Physicians at the Institute of Post Graduate Medical Education & Research (IPGMER) have achieved a significant breakthrough in treating a patient with a rare illness of the central nervous system caused by the “brain-eating amoeba,” Naegleria fowleri. The illness, formally known as primary amoebic meningoencephalitis (PAM), often carries a mortality rate exceeding 90%. The patient, identified as Howrah resident Dipankar Bhowmik, was admitted to the hospital on January 6 with symptoms of acute encephalitis and was discharged from the critical care unit on Monday.

Mr. Bhowmik will continue to be monitored in the ward for a few more days before receiving clearance to go home. Experts emphasize that the nasal tube is the entry point for the brain-eating amoeba commonly found in contaminated water.

A dedicated team of doctors, including Dr. Sugata Dasgupta, Dr. Samarendra Samui, Dr. Atanu Biswas, Dr. Aniruddha Chatterjee, and Dr. Alakes Kumar Kole, collaborated to deliver comprehensive treatment to the patient. This successful intervention signifies a crucial advancement in managing a condition historically associated with low survival rates.

All you want to know about Naegleria fowleri

Naegleria is a single-celled living organism (Amoeba) that is observable only through a microscope due to its diminutive size.


warm freshwater (lakes and rivers), Tap water, Water heaters, natural springs, and discharged warm water from industrial plants.


Route of transmission

The amoeba infiltrates the body through the nose.


Mode of transmission

The transmission typically occurs when individuals swim, dive, or submerge their heads in freshwater sources (lakes, rivers). This phenomenon also arises when people employ contaminated tap water for nasal cleansing during religious practices or sinus rinsing (introducing water into the nasal passages).

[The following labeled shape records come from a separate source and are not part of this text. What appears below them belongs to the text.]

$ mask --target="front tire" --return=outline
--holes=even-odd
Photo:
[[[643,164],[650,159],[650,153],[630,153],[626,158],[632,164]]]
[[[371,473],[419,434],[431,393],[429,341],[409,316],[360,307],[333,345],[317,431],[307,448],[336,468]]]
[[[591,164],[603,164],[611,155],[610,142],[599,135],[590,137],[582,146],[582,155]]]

The infection can not spread from one person to another.



Naegleria fowleri can cause PAM, a brain infection leading to the destruction of brain tissue inducing brain swelling and ultimately leading to death.



During its initial stages, symptoms of PAM may resemble those of bacterial meningitis.

  • Onset of PAM symptoms: Usually 5 days after infection, though it can range from 1 to 12 days.

Early symptoms:

  • Headaches
  • Fever
  • Nausea, or vomiting

Subsequent symptoms can manifest as a stiff neck, confusion, diminished attention to people and surroundings, seizures, hallucinations, and eventual coma.

Following the initiation of symptoms, the disease advances rapidly, often resulting in death within about 5 days.


Treatment of PAM

A combination of drugs, which commonly includes amphotericin B, azithromycin, fluconazole, rifampin, miltefosine, and dexamethasone, is typically employed for the treatment of PAM.